Der Journalismusprofessor Jay Rosen hat das kürzlich in einem Blogeintrag schön beschrieben („When to quit your journalism job„). Wenn sich Journalisten geistig darauf beschränken, „Journalismus“ zu machen, dann sitzen sie am Kindertisch. Gemeint ist das kleine Tischchen leicht abseits der Familienfeier, wo man sich zwar daneben benehmen kann, man aber keinen Einfluss auf das Essen hat. Oder auf die Themen. Oder die Gesellschaft. Um diese Passivität geht es.

Der Durchschnittsjournalist beschäftigt sich nicht mit der Zukunft, weder inhaltlich noch geschäftlich. Wenn in einem Medienhaus mit 700 Journalisten nur 30 an den Workshops zur Zukunftsgestaltung des eigenen Mediums teilnehmen (so habe ich es erlebt im vergangenen Jahr), dann ist das fatales Desinteresse. Diese Passivität mündet häufig in Selbstmitleid (alles wird schlechter, man kann ja sowieso nichts ändern…).

Dabei sollte man sich einmischen und für seinen Berufsstand kämpfen. Und wenn die Chefetage aus Betriebswirten nicht mitziehen will, dann macht es eben selbst. Wer wirklich publizieren will, der braucht heute kein Medienhaus mehr.

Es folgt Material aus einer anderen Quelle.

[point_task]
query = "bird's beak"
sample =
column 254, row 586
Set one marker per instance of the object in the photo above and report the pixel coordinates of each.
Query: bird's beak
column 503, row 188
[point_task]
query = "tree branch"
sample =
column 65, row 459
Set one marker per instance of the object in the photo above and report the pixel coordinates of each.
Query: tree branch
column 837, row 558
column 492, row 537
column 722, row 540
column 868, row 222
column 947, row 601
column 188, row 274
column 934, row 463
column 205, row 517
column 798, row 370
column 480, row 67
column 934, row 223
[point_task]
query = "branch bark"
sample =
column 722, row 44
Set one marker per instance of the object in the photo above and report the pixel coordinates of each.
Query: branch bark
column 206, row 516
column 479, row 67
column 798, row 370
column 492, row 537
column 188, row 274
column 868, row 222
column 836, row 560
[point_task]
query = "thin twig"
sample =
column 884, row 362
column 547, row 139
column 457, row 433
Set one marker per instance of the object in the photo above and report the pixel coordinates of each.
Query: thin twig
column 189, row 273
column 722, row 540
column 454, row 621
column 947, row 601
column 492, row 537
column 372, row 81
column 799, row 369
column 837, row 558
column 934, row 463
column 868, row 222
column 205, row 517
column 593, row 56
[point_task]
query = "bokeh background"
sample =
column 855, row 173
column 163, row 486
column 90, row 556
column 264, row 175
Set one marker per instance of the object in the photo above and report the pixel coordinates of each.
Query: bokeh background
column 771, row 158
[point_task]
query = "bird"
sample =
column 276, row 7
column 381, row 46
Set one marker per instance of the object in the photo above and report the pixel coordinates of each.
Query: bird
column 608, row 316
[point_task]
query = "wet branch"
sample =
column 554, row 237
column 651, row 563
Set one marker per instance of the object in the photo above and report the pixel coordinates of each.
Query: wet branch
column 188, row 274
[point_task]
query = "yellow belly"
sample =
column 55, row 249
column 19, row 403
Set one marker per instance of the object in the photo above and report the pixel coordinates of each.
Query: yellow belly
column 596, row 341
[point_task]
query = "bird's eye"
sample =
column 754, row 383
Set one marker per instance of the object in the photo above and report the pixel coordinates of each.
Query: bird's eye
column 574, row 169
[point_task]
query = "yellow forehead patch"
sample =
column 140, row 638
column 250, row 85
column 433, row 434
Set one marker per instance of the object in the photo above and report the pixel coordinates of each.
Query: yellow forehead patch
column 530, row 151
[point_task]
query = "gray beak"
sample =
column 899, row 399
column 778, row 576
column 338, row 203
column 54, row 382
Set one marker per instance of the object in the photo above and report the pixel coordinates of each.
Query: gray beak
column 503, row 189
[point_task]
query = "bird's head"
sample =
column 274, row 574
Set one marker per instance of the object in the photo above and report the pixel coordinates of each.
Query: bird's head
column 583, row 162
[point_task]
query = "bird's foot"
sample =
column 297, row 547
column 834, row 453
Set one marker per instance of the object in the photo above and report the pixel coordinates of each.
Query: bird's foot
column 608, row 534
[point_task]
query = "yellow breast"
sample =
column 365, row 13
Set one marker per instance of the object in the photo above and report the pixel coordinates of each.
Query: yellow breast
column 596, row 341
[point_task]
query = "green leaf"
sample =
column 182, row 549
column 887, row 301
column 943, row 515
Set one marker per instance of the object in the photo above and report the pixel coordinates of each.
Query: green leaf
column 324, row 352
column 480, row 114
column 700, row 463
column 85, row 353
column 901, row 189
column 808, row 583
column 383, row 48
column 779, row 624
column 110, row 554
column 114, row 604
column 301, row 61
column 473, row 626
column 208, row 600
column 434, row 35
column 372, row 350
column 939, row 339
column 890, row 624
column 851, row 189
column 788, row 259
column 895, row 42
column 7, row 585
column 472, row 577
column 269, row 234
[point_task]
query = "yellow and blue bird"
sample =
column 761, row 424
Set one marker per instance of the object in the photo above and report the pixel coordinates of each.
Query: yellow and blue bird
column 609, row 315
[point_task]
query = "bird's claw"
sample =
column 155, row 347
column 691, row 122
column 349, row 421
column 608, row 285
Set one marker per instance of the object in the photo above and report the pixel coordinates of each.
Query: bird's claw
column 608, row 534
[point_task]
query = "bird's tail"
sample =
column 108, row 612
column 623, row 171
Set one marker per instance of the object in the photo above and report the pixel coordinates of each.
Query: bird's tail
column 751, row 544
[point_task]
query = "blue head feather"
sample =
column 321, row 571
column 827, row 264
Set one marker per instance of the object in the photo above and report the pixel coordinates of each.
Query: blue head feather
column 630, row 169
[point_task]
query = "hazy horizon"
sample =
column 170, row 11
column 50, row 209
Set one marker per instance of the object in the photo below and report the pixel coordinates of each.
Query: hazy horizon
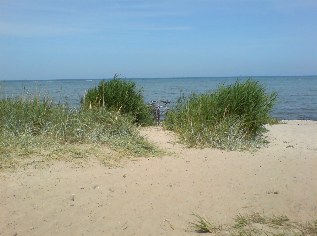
column 68, row 39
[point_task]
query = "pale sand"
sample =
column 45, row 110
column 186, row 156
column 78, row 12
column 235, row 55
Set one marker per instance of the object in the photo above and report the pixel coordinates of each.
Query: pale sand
column 157, row 196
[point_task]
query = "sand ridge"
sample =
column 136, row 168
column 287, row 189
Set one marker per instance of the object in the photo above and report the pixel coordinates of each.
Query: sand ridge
column 156, row 196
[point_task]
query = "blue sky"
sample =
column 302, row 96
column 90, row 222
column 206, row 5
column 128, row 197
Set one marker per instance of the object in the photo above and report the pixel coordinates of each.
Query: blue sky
column 81, row 39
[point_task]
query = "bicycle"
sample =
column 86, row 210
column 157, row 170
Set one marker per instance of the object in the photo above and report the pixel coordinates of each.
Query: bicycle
column 159, row 110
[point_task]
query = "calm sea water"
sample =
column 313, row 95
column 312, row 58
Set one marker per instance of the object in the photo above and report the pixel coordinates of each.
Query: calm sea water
column 297, row 95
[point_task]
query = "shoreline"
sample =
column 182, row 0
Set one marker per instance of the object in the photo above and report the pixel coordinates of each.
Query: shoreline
column 152, row 196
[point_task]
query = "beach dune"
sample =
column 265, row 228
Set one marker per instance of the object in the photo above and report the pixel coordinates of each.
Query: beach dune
column 157, row 196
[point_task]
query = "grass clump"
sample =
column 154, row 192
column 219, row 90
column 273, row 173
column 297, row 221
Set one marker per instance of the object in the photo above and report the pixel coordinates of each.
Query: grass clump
column 121, row 96
column 201, row 225
column 38, row 127
column 256, row 225
column 233, row 117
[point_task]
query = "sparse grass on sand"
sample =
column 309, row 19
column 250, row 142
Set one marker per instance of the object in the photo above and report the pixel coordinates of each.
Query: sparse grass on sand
column 232, row 117
column 255, row 225
column 38, row 128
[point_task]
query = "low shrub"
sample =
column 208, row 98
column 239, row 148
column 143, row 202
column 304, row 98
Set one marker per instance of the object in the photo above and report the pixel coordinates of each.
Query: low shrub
column 32, row 124
column 230, row 118
column 121, row 96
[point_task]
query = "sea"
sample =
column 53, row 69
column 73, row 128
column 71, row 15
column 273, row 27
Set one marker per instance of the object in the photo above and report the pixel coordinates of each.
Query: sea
column 297, row 95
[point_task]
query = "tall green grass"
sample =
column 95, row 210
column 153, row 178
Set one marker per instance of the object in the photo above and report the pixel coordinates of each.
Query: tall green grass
column 121, row 96
column 27, row 125
column 233, row 117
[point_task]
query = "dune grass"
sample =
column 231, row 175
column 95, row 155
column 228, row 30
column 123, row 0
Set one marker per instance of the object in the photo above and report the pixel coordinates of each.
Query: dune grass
column 34, row 126
column 255, row 225
column 232, row 117
column 121, row 96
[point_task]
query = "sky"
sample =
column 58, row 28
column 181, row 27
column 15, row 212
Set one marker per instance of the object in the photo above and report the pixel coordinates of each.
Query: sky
column 95, row 39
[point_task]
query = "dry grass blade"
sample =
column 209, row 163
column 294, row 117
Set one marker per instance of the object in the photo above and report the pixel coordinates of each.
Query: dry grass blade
column 201, row 225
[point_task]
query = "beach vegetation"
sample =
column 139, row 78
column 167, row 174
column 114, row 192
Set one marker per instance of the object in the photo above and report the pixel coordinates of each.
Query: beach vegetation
column 39, row 127
column 119, row 95
column 255, row 225
column 232, row 117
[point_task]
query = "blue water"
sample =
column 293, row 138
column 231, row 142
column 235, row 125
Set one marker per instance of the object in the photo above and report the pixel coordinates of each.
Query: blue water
column 297, row 95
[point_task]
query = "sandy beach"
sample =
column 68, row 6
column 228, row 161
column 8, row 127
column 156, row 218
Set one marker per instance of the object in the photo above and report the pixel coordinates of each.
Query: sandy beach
column 157, row 196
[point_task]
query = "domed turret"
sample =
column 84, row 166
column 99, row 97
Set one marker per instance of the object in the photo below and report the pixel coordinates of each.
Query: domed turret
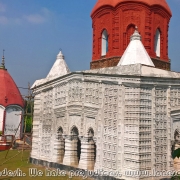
column 114, row 3
column 114, row 21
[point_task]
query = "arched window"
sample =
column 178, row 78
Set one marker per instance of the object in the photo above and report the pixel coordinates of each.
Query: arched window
column 130, row 30
column 74, row 131
column 59, row 133
column 104, row 43
column 157, row 43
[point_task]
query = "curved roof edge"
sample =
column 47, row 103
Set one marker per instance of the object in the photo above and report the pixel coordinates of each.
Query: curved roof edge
column 114, row 3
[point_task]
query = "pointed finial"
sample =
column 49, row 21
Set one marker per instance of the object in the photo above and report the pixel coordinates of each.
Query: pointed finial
column 3, row 62
column 60, row 55
column 136, row 35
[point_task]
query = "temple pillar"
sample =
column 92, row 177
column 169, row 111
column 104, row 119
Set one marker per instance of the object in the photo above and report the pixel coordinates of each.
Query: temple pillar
column 71, row 155
column 177, row 160
column 58, row 154
column 175, row 147
column 87, row 159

Guter Vorsatz: Aufstehen, einmischen, mitreden … und unbequeme Fragen stellen.

6. Abgucken bei den Erfolgreichen

Abschreiben bei den Besten hilft ... manchmal. Foto: © lassedesignen - Fotolia.com
Abschreiben bei den Besten hilft … manchmal. Foto: © lassedesignen – Fotolia.com

Der einzige Medienbereich, der sich in Deutschland in den vergangenen drei / vier Jahren ernsthaft weiterentwickelt hat ist der der Unternehmenskommunikation. Pfiffige PR-Abteilungen oder Agenturen füllen die riesigen Lücken, die die klassischen Medien hinterlassen, weil diese es versäumt haben, sich dem veränderten Rezeptionsverhalten der Nutzer anzupassen und veraltete Distribution-, Kommunikations- und Produktionsmethoden pflegen.

Viele der besten digitalen Veröffentlichungen im kurzen oder langen Format kamen 2014 aus der Unternehmenskommunikation. Spannende Stories (meist über Menschen) haben die direkten Werbebotschaften abgelöst. Der Trend wird 2015 weitergehen.

Auch Journalisten und Autoren müssen heute im die Aufmerksamkeit ihrer Nutzer kämpfen, wie es die PR-Leute schon seit langem tun. Wie man das macht, wie man spannend Inhalte vermittelt und dabei trotzdem keinen Etat auf Hollywoodniveau verprasst kann man von den Vordenkern der Unternehmenskommunikation lernen. Man muss nur hinsehen.